🤖 AI Summary
To address the disk I/O bottleneck of billion-scale vector similarity joins on a single machine and the high communication overhead of distributed solutions, this paper proposes the first NVMe SSD-aware single-machine algorithm. Methodologically, it jointly optimizes I/O and computational efficiency by restructuring data access patterns, designing a热度-aware dynamic main-memory caching mechanism, and introducing a probabilistic pruning strategy. The key contribution lies in deeply integrating NVMe SSD characteristics—such as parallelism, low latency, and high bandwidth—into the algorithmic design, enabling high-throughput similarity joins without requiring a cluster. Experiments on real-world large-scale datasets demonstrate that our approach achieves 50×–1000× speedup over state-of-the-art methods, significantly pushing the performance boundary of single-machine vector similarity joins.
📝 Abstract
Similarity join--a widely used operation in data science--finds all pairs of items that have distance smaller than a threshold.
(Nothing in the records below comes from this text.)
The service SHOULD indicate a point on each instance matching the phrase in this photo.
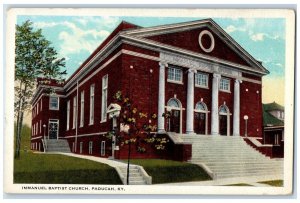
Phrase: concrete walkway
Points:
(218, 182)
(229, 181)
(110, 162)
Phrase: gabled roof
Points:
(135, 34)
(269, 119)
(140, 35)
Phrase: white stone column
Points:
(190, 102)
(161, 98)
(236, 108)
(215, 105)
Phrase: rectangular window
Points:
(92, 98)
(80, 147)
(90, 147)
(201, 80)
(68, 115)
(225, 85)
(74, 111)
(81, 108)
(53, 103)
(104, 97)
(175, 74)
(103, 148)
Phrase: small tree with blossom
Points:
(136, 127)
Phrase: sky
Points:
(76, 37)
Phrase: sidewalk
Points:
(110, 162)
(229, 181)
(218, 182)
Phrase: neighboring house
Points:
(273, 115)
(206, 81)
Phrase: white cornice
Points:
(163, 47)
(179, 27)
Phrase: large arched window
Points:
(200, 118)
(174, 119)
(201, 106)
(224, 110)
(224, 120)
(173, 103)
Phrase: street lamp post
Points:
(246, 123)
(45, 145)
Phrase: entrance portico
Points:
(198, 121)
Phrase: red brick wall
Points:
(206, 95)
(45, 114)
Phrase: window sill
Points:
(203, 87)
(226, 91)
(174, 81)
(54, 109)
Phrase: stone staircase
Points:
(137, 175)
(60, 145)
(228, 157)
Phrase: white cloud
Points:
(232, 28)
(81, 38)
(76, 39)
(258, 36)
(45, 24)
(261, 36)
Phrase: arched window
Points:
(201, 106)
(224, 109)
(173, 103)
(224, 120)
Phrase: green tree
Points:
(34, 58)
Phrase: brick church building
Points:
(195, 71)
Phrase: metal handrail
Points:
(45, 143)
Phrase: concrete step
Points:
(230, 156)
(59, 145)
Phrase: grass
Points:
(240, 184)
(167, 171)
(275, 183)
(60, 169)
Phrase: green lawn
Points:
(276, 183)
(59, 169)
(167, 171)
(239, 184)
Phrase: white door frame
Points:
(53, 121)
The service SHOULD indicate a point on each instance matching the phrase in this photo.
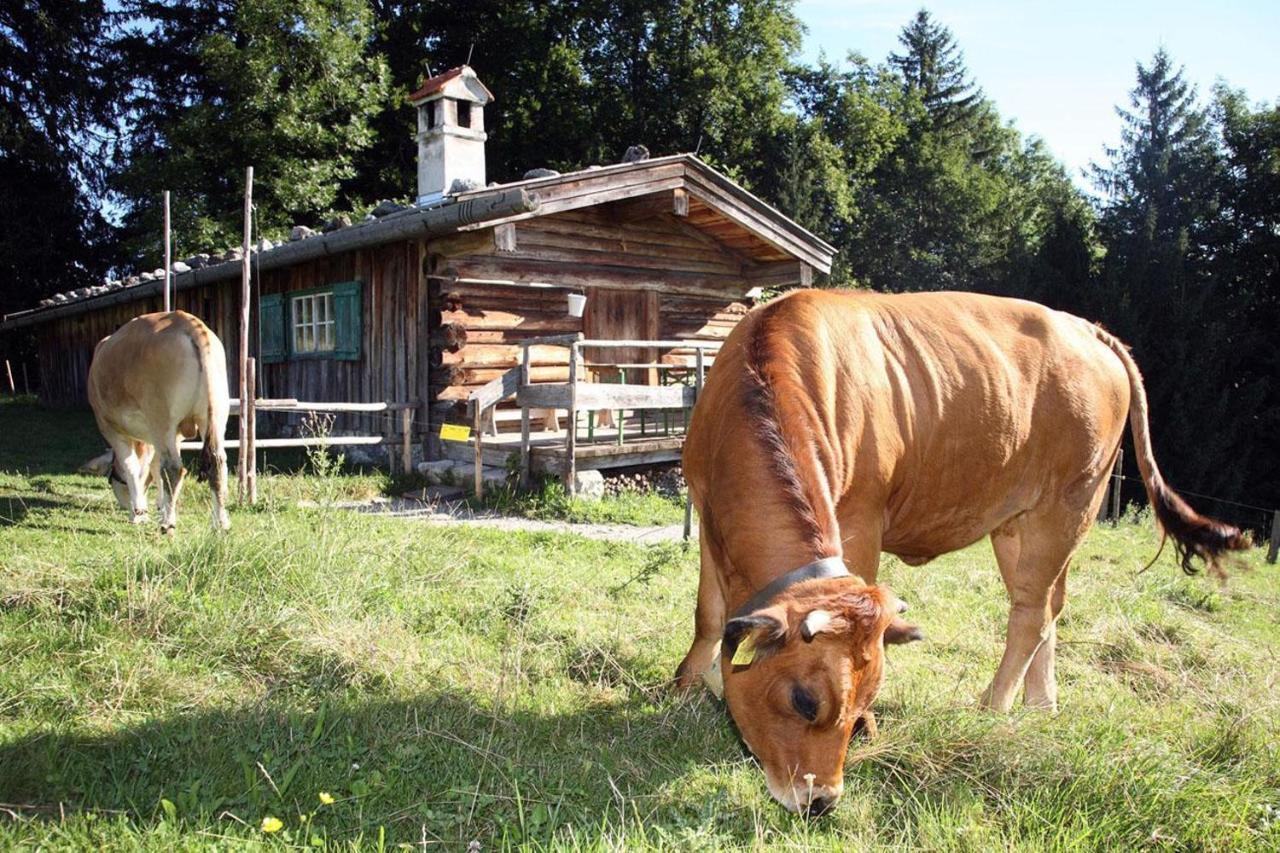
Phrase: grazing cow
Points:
(159, 377)
(837, 425)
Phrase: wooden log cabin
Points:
(430, 301)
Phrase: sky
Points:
(1060, 68)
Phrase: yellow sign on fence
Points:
(455, 432)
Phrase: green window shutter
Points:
(270, 318)
(347, 313)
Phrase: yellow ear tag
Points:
(745, 651)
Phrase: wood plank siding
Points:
(650, 278)
(666, 249)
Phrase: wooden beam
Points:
(780, 274)
(673, 201)
(680, 201)
(246, 392)
(597, 396)
(504, 237)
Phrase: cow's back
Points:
(945, 413)
(154, 372)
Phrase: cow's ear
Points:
(746, 638)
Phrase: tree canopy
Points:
(904, 164)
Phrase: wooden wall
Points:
(393, 324)
(657, 272)
(435, 340)
(65, 345)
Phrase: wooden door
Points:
(621, 315)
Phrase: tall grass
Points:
(444, 685)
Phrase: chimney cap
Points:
(458, 82)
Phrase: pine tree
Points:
(933, 65)
(1162, 295)
(58, 103)
(287, 86)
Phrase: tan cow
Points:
(837, 425)
(160, 378)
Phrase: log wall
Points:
(684, 286)
(393, 323)
(435, 340)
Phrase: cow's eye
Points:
(804, 703)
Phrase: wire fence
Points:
(1261, 521)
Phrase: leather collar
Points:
(816, 570)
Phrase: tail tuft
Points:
(1194, 534)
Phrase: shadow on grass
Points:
(434, 765)
(14, 510)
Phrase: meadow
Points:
(334, 679)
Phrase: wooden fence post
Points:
(1116, 482)
(1274, 546)
(242, 469)
(1110, 507)
(698, 391)
(250, 450)
(478, 432)
(406, 443)
(525, 461)
(571, 441)
(168, 259)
Prior work has explored distributed computation methods to scale similarity join to large data volumes but these methods require a cluster deployment, and efficiency suffers from expensive inter-machine communication. On the other hand, disk-based solutions are more cost-effective by using a single machine and storing the large dataset on high-performance external storage, such as NVMe SSDs, but in these methods the disk I/O time is a serious bottleneck. In this paper, we propose DiskJoin, the first disk-based similarity join algorithm that can process billion-scale vector datasets efficiently on a single machine. DiskJoin improves disk I/O by tailoring the data access patterns to avoid repetitive accesses and read amplification. It also uses main memory as a dynamic cache and carefully manages cache eviction to improve cache hit rate and reduce disk retrieval time. For further acceleration, we adopt a probabilistic pruning technique that can effectively prune a large number of vector pairs from computation. Our evaluation on real-world, large-scale datasets shows that DiskJoin significantly outperforms alternatives, achieving speedups from 50x to 1000x.